FICTION February 17, 2012

Daniel

Pickle, their stout, aging Pug, sauntered into the room and lay down at Chris’s feet. Wasn’t that also an indication of being slow, she thought. Don’t animals love slow people? Nancy imagined her husband in a wetsuit, swimming with a group of chattering dolphins that immediately began to fawn over his presence. She could almost hear the childlike giggles he’d make when their gray bodies encircled him. Maybe there was a way to give Chris an IQ test without him knowing it. If he tested in a borderline region, perhaps she’d be eligible for a clean divorce.

Looking sad, Pickle rose up onto two legs and slowly mounted Chris’s large loafer-sheathed foot, embarrassed eyes toward the floor, then began to hump. Chris shook him loose and turned the page in his notebook.

Pickle stayed close, continuing to look at the shoe in a victimized manner.

“Maybe it’s not even his fault,” said Chris. Nancy found herself unsure whether he was referring to their dog or their son.

“Why a Pug, Chris? He looks like he's being squeezed and flattened at the same time.”

She'd been asking some variation on this question since Chris had given her the pug for Mother's Day, a few years after she lost Bilko. Every time, Chris gave a different answer, but none of them were ever satisfying.

“Daniel picked it out,” he said this time with infuriating matter-of-factness.“He said it looked like a fun dog that might be able to make you laugh.”

“You couldn’t have gotten a Labrador? Those don’t look like practical jokes.”

A loud burst of organ music came from above. Daniel. “There he goes, composing the soundtrack to industrial misery," she said. The music made their conversation take on a dramatic, hazardous effect, as though something shocking was going to be revealed at any moment. And then it was.

“I worried a Lab might be too painful.”

It upset Nancy when Chris displayed a note of tenderness that could indicate love. Where her husband was concerned, she had long ago resigned herself to mere duties of common preservation; for example, she laid out his vitamin each morning but did not pressure him to exercise. He didn’t need to live an exceptionally long life in her opinion. Were he to have chest pains, sure, she would call the hospital. But basic acts of courtesy were all she felt she owed him, and she wished he would be equally sparing with her, anything more only made her seem cold.
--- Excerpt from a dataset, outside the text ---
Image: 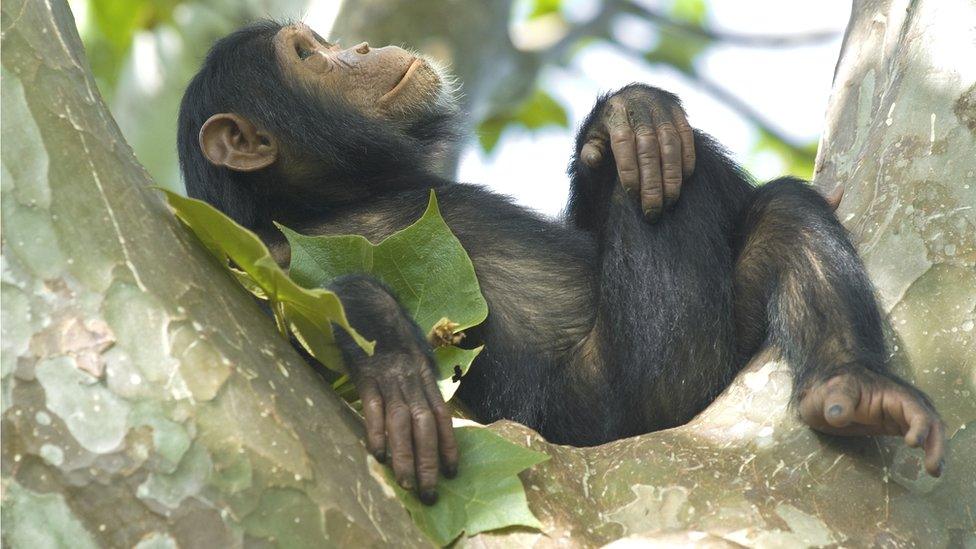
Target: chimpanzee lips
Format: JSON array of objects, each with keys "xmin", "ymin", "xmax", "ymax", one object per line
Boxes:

“Well, it wouldn’t have. Unfortunately, I live in the present.”

She walked to the bathroom in a fast clip and shut the door, though not tightly enough. Pickle soon approached, sniffed, and nudged the door’s tiny crack until it swung open to allow him entrance. They sat together, Nancy on the toilet and Pickle flat across the floor. Both appeared to be waiting for a natural disaster.

Nancy thought of that day, when Daniel had arrived. Maybe that was the cause of Daniel’s problems. Some type of neurological damage incurred during birth. He’d seemed more or less normal when he was younger, though. Except of course the teeth, which the dentist claimed were hereditary. She’d always felt like his teeth had been her fault. She’d tried to fix them, and thought she had. Now he'd made them her fault again.

She wasn’t proud of what she’d tried that day after Bilko's death. But even if she could take it back, even if she had clear proof that what she’d done had in fact somehow damaged Daniel, she wouldn’t. It was her one protest on record that her life was not good and was certainly not going to improve, and the years had deemed her right. If she’d ever come close to loving Chris, it was through him respecting her most important request. “I don’t ever want to talk about this,” she’d told him in the hospital the day after it had happened, and he’d never asked her to. Ignoring that one thing was the one area where the two of them were a real success as a team.

*

Daniel looked down at his penis, hoping it might grow and widen along with the rest of his body. It was very pale, so pale that its dark veins seemed closer to the surface than they actually were. He thought about how it had never been exposed to sunlight. He liked this; it made him admire his penis. It had lived an ideal he wished he could proclaim for the rest of his body. Its smooth, strange skin confirmed Daniel’s instinct that it should never be placed in front of a bright light lest it recoil, or wither. He thought briefly of doing a window test, pulling back the thick velvet curtain of his room and placing himself inside a shaft of light. But of course, a neighbor might see. He wouldn't want it to get back to Mother that he’d done a sunlight penis experiment.